ここ1カ月ほど首を左方向に伸ばすと、肩から肩甲骨にかけての筋が痛いのですが、寝違えたにしては治りが遅いように思います。押してもあまり痛みはなく、首を動かすときに限って強い痛みがあります。近所の接骨院で診てもらったり、湿布を貼ったりしても一向に良くならず心配です。(福井市、43歳男性)

【お答えします】上田康博 福井県立病院整形外科医長

■肩こりや頚椎疾患の疑い

 ご質問の訴えが首を動かすときに生じる肩甲部痛であることから、肩こりや頚椎(けいつい)疾患が疑われます。「肩こり」とは首すじ、首のつけ根から肩または背中にかけての張りや痛みといった症状をいいます。

 主な原因は首や肩、背中の筋肉の疲労です。関係する筋肉はいろいろありますが、首の後ろから肩、背中にかけてある僧帽筋(そうぼうきん)という幅広い筋肉がその中心となります。筋肉が疲労して硬く緊張し血行が悪くなると、乳酸などの疲労物質が筋肉にたまり、こりや痛みを生じます。

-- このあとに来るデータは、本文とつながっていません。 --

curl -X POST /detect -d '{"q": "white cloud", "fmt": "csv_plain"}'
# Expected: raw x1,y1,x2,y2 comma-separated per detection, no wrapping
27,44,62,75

 肩こりは単に筋肉の疲労から生じるものもあれば、頚椎椎間板ヘルニアなど頚椎の病気や、五十肩などの肩関節の障害などが原因となることもあります。頚椎椎間板ヘルニアとは、首の背骨をつなぐクッションの役目をしている椎間板が加齢などで変性し、中身(髄核)が突出しておこります。椎間板ヘルニアが、脊髄から枝分かれした神経根を押さえることで神経痛を生じます。

 頚椎椎間板ヘルニアによる神経痛の典型的な症状として、(1)首を斜め後ろにそらすことで肩甲部や上腕から前腕、手指に痛みが生じる(2)しびれや感覚が鈍くなる(3)力が入りにくくなる—などがあります。椎間板ヘルニアなど頚椎の病気では、マッサージや整体などで強い力が加わると症状が悪化することもありますので、医師の指導のもとに行うのが大切です。

■自律神経失調症、眼精疲労などでも症状

 五十肩など肩関節の障害の場合は、手を上げるなど関節を動かすと痛みが生じ、関節の動きが悪くなります。このほか、首や肩以外の病気、例えば高血圧や心臓病、更年期障害、自律神経失調症、眼精疲労、精神的なストレスなどが原因で肩こり様の症状が現れることもあります。

 肩こりに対する急性期の治療は、痛み止めの内服・注射・シップ剤や首の安静(無理に動かさない)を保つことが適切です。慢性期には硬くなった筋肉を軟らかくするためには(1)肩こり体操や筋力訓練などの運動療法(2)ホットパックで温めるなどの温熱療法(3)痛み止めや筋緊張緩和剤注射—などの薬物療法が一般的です。

 日常生活における肩こりの予防法として、パソコン操作など同じ姿勢を長く続けず、適度な運動や体操をする、入浴や蒸しタオルなどで肩を温めて筋肉の血行を良くし、疲労をとることなどが大切です。